A while ago a friend of mine set up an Italian blog with WordPress, with me and other friends as co-authors. Most of those people preferred the usual WordPress interface to posting from the command line as I usually do. Unfortunately (long story for another day) after a while the whole blog was shut down. Of course we had complete backups offline, but for the reasons above almost nobody had an immediately reusable, plain text copy of all and only his or her posts!

I will show you how I managed to create all those copies in a way that:

  • only returns the essential data, without the comments, blocks and widgets that would clutter static copies of WordPress HTML pages
  • works when a blog isn’t online anymore, on any platform supported by MySql
  • but also on still running WordPress blogs (if you have the right access to it)!

This is possible because WordPress stores all its content, except for pictures and other attachments, in one big MySql database. All you have to do is to query that database (or a clone obtained by its backups) in the right way. You can work at the Linux command line, as shown below, or in any other MySql client. I have tested the procedure on a database from WordPress 3.4.2, but it should work with little or no changes even with other versions of the software.

Clone the WordPress database on your computer

Plugins like BackUpWordPress, or any MySql interface, can dump all the content of a WordPress MySQL database into one big text file, which I’ll call database_dump.sql. If, as in my case, the blog isn’t online anymore, that’s all that is available. In theory, you may get your posts back by directly parsing that file.

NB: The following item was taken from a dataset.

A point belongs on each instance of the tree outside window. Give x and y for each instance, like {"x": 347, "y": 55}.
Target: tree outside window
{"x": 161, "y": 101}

In practice, it is much less painful and more flexible to reload that dump into a real, new MySql database that you may also query with any MySQL client, in any way you need. Let’s assume that you have already created such a new, empty MySql database just for this task, accessible to a user called “recover_blog” with the password “getposts”. This is the command that loads in that database all the content of the WordPress one:

[marco]$ mysql -u recover_blog -pgetposts wordpress_dump < database_dump.sql

WordPress database structure

Before getting to the point I have to explain briefly some properties of the MySQL database parts that contain the information we need. These are the tables called wp_users, wp_posts, wp_terms, wp_term_taxonomy, and wp_term_relationships. Wp_users tells us the numeric IDs associated to each author. In my case, my own posts were only those whose author ID was 3:

  mysql> SELECT ID, display_name FROM wp_users;
  +----+----------------+
  | ID | display_name   |
  +----+----------------+
  |  2 | Angelo         |
  |  3 | Marco          |
  |  4 | Carlo          |
  |  5 | Gaetano        |
  +----+----------------+

Text, title, date, numeric author ID and many other data are inside wp_posts. A complete description of the other three tables and how they work would be too long, so I’ll only tell you what is needed to understand this post. WordPress distributes across those tables the lists of all the tags and categories associated to each post, as well as their visible names. As an example, what these two queries (edited for brevity!) mean:

  mysql> select * from wp_term_relationships limit 1\G
  *************************** 1. row ***************************
         object_id: 680
  term_taxonomy_id: 4
  mysql> select * from wp_terms where term_id = 4\G
  *************************** 1. row ***************************
     term_id: 4
        name: linux

is that the post whose ID is 680 was tagged (also) with the taxonomy term number 4, whose name is “linux”.

Here is the actual MySql query

I deliberately ignored optimization, because I needed to run that query just once. There are surely better ways to write it. If you know them, please post them in the comments. This said, here is what you can copy and paste (all on one line!!!) in your MySql client to get your posts back:

  SELECT wp_posts.post_title as Title, wp_posts.post_date as DATE,
  GROUP_CONCAT(wp_terms.name) AS TAGS, wp_posts.post_content as CONTENT FROM wp_terms
  INNER JOIN wp_term_taxonomy ON wp_terms.term_id = wp_term_taxonomy.term_id
  INNER JOIN wp_term_relationships ON wp_term_taxonomy.term_taxonomy_id = wp_term_relationships.term_taxonomy_id
  INNER JOIN wp_posts ON wp_posts.ID = wp_term_relationships.object_id
  WHERE post_author = 3 AND post_type LIKE 'post' AND post_status LIKE 'publish' GROUP BY wp_posts.ID order by post_date\G

…and here is the result!

The easiest way to explain what that query does is to show its result. When I saved it into a file called  myquery.sql and ran this command:

mysql -u recover_blog -pgetposts wordpress_dump < myquery.sql > all_my_posts.txt

the file all_my_posts.txt looked like this (I trimmed the “CONTENT” for brevity, leaving just enough to show that it contains the actual text of each post, in HTML format):

  ************************** 1. row ***************************
    Title: Netlive e ITIS Linux
     DATE: 2010-04-12 22:52:13
     TAGS: scuola,software libero
  CONTENT: <a href="http://www.linuxnetlive.org">Netlive</a>, un software libero...
  *************************** 2. row ***************************
    Title: Convegno: Dalla memoria di carta...
     DATE: 2010-04-13 08:16:26
     TAGS: informatica,biblioteche,cultura,pubblica amministrazione
  CONTENT: "La carta cede il passo ad <strong>altri supporti</strong>...

As you can see I got, one after another, title, publication date, tags and content of all my published posts (note the “WHERE post_author = 3” part). Title, date and content are actual columns of the wp_posts table. The list of tag and category names, instead, must be built by linking posts’ ID codes in wp_posts to term names in wp_terms through all the tables I mentioned. This is what GROUP_CONCAT and all those JOIN statements do (check the online MySql manual for details). Neat, huh? Next week, I’ll show you how to convert that text file to HTML, PDF or other formats, or how to load it into other databases!